Russia’s boldest moves to censor the Internet began in the most mundane ways – with a series of bureaucratic emails and forms.
Messages sent by Russia’s powerful internet regulator asked companies providing Internet and telecommunications services across the country for technical details — such as traffic numbers, equipment specifications and connection speeds. Then came the black box.
Telecom companies had no option but to step aside as government-approved engineers installed their computer systems and equipment along with servers. Sometimes under lock and key, the new gear was attached to a command center in Moscow, giving officials surprising new powers to block, filter, and slow down websites they didn’t want Russians to visit. See public.
The process, which has been going on since 2019, represents the start of arguably the world’s most ambitious digital censorship effort outside China. Under the leadership of President Vladimir V. Putin, who once called the Internet a “CIA project” and sees the Internet as a threat to its power, the Russian government is trying to get the country’s once open and free Internet back on track. Still working.
Equipment is housed in the equipment rooms of Russia’s largest telecommunications and Internet service providers, including Rostelecom, MTS, Megafon and Vimpelcom, a senior Russian lawmaker announced this year. According to researchers and activists, it affects the vast majority of the more than 120 million wireless and home Internet users in the country.
The world first got a glimpse of Russia’s new tools in action when Twitter slowed to a crawl in the country this spring. Researchers and activists said this was the first time the filter system had been put to work. Other sites have since been blocked, many of which are linked to imprisoned opposition leader Alexei A.
“This is something the world can emulate,” said Laura Cunningham, former head of the State Department’s Internet freedom programs. “The Russian censorship model can be quickly and easily emulated by other authoritarian governments.”
Russian censorship techniques sit between companies that provide Internet access and those who browse the Internet on phones or laptops. Often compared to intercepting mailed letters, software — known as “deep packet inspection” — filters data traveling over Internet networks, slowing down or blocking websites. Removes anything programmed.

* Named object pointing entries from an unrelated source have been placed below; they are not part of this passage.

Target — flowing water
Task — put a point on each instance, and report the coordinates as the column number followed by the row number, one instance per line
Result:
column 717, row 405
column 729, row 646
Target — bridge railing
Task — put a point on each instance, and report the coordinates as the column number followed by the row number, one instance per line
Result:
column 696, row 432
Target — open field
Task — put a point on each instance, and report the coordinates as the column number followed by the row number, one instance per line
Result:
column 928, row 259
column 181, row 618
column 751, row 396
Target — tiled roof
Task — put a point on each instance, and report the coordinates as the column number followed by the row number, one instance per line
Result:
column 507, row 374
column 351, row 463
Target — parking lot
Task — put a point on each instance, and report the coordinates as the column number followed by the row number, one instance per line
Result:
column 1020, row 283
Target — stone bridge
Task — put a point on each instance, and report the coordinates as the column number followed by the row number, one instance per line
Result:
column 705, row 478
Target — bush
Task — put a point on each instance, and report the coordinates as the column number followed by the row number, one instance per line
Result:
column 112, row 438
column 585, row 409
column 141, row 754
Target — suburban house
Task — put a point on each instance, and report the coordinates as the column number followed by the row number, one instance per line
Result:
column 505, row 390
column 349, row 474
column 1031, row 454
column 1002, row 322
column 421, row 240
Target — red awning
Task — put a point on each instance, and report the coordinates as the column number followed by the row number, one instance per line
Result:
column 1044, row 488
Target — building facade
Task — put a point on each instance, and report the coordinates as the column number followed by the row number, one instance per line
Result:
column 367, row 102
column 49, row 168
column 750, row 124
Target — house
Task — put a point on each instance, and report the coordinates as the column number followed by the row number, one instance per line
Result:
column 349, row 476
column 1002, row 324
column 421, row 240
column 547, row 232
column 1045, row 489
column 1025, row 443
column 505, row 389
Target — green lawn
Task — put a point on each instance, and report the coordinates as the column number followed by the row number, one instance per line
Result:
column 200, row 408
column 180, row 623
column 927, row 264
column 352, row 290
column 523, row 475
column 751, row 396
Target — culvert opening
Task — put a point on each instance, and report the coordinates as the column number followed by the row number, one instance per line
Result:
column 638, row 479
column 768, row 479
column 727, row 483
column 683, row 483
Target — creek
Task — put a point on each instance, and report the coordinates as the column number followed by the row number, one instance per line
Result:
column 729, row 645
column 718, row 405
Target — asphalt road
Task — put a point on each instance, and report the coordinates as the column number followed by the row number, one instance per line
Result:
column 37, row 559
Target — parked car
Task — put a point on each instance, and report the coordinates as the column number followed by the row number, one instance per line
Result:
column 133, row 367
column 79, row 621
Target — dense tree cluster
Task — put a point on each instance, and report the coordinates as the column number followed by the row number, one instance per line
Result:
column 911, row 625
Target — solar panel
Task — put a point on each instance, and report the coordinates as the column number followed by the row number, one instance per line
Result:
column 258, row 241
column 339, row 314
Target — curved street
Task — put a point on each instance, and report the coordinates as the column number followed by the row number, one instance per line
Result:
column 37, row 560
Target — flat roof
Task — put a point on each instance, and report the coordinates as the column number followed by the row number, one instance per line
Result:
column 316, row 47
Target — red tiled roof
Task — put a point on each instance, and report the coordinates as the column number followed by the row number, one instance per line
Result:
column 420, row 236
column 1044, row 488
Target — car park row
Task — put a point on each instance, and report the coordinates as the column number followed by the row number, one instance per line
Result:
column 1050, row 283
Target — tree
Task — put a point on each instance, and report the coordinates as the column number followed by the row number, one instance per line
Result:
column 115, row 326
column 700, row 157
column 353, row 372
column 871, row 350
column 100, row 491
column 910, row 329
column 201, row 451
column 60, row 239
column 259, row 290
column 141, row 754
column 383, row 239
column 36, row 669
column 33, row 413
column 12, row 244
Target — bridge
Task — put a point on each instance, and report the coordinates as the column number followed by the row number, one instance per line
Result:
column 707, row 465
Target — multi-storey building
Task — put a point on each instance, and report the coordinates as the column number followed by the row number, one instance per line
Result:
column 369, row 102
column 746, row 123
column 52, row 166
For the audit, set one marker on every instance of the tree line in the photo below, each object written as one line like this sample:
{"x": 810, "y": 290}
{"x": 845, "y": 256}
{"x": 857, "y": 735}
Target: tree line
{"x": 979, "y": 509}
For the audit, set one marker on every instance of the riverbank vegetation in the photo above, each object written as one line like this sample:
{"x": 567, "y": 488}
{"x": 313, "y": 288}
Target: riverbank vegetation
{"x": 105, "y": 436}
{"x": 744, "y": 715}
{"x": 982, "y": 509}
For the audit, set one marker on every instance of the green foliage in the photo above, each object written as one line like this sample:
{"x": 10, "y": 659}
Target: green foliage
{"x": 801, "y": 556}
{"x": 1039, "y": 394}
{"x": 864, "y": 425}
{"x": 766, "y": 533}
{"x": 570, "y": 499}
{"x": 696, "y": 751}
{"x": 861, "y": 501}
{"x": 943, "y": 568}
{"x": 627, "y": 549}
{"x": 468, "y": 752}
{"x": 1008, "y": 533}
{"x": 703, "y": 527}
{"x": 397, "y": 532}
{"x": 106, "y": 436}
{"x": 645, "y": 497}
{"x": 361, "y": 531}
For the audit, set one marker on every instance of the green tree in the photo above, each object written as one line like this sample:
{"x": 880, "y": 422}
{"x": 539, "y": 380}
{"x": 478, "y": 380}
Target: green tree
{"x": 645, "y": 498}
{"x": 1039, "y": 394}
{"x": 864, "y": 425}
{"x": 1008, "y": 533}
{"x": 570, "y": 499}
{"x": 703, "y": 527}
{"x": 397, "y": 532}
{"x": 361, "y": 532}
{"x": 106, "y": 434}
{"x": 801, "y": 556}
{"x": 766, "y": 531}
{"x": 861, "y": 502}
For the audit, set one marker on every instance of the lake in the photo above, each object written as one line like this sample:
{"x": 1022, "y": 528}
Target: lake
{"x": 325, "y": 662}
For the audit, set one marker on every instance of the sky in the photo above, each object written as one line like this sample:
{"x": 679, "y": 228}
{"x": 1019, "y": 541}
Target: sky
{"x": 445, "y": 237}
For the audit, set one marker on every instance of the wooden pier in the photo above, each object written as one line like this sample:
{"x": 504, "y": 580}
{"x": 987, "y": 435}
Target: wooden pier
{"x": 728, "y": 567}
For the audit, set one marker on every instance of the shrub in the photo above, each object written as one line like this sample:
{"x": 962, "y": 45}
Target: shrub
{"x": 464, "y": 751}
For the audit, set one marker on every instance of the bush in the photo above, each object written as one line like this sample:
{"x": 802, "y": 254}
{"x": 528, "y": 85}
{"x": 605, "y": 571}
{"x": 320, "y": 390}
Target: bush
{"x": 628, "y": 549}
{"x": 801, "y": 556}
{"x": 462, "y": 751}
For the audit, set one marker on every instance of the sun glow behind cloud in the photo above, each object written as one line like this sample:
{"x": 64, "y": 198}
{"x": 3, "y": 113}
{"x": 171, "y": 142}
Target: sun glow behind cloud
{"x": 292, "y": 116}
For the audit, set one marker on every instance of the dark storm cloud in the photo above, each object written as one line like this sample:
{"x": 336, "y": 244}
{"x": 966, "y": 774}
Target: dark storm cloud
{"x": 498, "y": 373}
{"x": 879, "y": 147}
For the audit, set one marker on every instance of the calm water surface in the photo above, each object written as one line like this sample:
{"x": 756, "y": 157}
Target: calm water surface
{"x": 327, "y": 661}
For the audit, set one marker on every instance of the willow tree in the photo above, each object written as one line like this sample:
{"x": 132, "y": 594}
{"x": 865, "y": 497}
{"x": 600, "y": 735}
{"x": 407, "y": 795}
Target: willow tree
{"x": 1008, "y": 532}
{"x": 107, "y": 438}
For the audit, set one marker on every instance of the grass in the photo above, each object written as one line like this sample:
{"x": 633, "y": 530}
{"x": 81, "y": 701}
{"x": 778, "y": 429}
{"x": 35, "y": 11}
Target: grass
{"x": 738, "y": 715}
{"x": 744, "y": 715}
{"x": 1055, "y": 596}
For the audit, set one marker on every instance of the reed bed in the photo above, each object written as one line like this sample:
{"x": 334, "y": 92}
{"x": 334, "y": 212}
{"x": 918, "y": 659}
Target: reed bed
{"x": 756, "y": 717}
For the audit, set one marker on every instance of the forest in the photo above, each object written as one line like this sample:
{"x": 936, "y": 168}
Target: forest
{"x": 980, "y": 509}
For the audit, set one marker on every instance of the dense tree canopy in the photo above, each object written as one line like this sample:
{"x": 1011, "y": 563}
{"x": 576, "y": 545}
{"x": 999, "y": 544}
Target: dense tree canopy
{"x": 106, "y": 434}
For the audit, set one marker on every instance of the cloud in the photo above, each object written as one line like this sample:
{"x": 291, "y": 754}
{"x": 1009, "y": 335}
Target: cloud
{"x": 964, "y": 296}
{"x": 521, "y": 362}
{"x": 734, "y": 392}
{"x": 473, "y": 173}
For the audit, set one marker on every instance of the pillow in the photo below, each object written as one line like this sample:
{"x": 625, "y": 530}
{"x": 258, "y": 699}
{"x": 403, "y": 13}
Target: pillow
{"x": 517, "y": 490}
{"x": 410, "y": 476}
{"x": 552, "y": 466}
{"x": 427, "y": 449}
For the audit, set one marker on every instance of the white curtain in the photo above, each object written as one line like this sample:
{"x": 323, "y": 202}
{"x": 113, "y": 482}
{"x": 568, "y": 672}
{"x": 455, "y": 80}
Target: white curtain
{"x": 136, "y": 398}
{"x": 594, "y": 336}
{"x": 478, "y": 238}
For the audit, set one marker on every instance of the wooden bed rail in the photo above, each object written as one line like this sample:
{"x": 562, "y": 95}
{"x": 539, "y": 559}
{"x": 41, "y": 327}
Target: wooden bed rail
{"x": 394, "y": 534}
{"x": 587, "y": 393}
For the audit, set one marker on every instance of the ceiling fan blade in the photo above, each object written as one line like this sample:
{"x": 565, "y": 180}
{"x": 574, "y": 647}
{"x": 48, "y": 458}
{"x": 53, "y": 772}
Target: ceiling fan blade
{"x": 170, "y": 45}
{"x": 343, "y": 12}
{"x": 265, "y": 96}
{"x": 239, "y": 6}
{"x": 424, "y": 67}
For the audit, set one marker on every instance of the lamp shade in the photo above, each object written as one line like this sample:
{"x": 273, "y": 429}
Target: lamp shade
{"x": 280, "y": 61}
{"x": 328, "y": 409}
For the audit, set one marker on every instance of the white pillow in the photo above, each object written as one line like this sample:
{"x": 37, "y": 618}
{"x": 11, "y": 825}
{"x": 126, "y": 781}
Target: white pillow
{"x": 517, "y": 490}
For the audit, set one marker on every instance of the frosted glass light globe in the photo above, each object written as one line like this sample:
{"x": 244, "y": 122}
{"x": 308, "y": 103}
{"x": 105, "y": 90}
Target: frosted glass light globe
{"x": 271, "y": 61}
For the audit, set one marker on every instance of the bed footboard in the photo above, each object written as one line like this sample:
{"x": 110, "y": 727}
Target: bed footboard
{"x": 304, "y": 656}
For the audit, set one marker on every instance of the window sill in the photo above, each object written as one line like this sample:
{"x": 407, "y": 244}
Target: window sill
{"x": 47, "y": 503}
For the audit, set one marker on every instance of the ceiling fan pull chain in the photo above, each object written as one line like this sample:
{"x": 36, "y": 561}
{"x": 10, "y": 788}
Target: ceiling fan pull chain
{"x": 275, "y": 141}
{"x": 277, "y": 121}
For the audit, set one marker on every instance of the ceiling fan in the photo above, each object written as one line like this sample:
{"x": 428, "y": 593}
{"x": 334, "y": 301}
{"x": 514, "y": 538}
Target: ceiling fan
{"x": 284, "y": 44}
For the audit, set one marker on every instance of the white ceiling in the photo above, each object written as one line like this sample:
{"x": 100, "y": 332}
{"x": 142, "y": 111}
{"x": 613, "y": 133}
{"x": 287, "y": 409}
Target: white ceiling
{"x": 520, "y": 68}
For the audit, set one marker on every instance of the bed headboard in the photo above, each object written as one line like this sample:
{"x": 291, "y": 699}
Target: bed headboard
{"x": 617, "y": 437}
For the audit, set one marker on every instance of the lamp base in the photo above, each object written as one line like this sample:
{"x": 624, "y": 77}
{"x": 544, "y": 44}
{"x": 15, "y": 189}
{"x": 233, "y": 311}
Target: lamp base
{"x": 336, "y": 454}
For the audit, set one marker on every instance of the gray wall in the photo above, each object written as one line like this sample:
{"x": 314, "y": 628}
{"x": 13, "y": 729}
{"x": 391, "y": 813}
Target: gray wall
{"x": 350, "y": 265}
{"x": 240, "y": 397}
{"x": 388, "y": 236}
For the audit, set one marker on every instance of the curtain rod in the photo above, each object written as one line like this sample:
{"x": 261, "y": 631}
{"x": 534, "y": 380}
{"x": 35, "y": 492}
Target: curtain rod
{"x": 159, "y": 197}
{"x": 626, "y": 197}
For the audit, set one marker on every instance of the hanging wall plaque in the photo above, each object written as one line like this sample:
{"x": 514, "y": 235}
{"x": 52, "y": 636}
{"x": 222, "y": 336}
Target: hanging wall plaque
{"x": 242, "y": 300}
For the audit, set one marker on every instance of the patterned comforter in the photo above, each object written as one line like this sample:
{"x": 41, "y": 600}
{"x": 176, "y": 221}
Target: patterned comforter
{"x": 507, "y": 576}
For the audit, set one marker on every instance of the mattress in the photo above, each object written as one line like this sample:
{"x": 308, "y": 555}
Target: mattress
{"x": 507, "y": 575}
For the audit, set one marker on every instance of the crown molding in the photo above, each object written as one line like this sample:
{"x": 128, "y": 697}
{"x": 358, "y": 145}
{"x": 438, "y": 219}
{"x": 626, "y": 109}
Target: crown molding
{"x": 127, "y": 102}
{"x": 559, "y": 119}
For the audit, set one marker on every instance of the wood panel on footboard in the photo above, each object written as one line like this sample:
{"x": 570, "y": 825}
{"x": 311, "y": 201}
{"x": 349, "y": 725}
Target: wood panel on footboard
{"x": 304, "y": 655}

The cuts threaten to overturn Russia’s thriving digital life. While the political system clings to Putin’s cult of personality and television channels and newspapers face strict sanctions, the online culture is filled with activism, dark humor and foreign content. Broadly banning the Internet could return the country to a deep form of isolation similar to the Cold War era.
“I was born in the era of a super-free Internet, and now I see it collapsing,” said Ksenia Ermoshina, a researcher from Russia who now works at the French National Center for Scientific Research. She published a paper on censorship techniques in April.
The infrastructure of the censorship was described by 17 Russian telecommunications experts, activists, researchers and academics knowledgeable about the work, many of whom declined to be named for fear of reprisal. Government documents reviewed by The New York Times also outlined some of the technicalities and requirements placed on telecommunications and Internet service providers.
Russia is using censorship techniques to gain greater influence over Western Internet companies, among other powerful tactics and legal intimidation. In September, after the government threatened to arrest local employees for Google and Apple, the companies removed apps from Navalny supporters ahead of a national election.
Roskomnadzor, the country’s internet regulator overseeing the effort, can now move on. It has threatened to shut down YouTube, Facebook and Instagram if they don’t block some of the content themselves. After officials delayed Twitter this year, the company agreed to remove dozens of posts deemed illegal by the government.
Russia’s censorship efforts have met with little resistance. In the United States and Europe, leaders have remained largely silent amid growing mistrust of Silicon Valley, once a champion of an open internet, and efforts to self-regulate the worst internet abuses. Russian officials have pointed to regulation of the tech industry in the West to justify their own actions.
Michael McFaul, the US ambassador to Russia in the Obama administration, said: “It’s surprising that this hasn’t gone unnoticed by the Biden administration.” He criticized Apple, Facebook, Google and Twitter for not speaking out more strongly against Russian policies.
A White House spokesman said the government discussed freedom of expression online with the Russian government and called on the Kremlin to “stop its press campaign to censor critics.”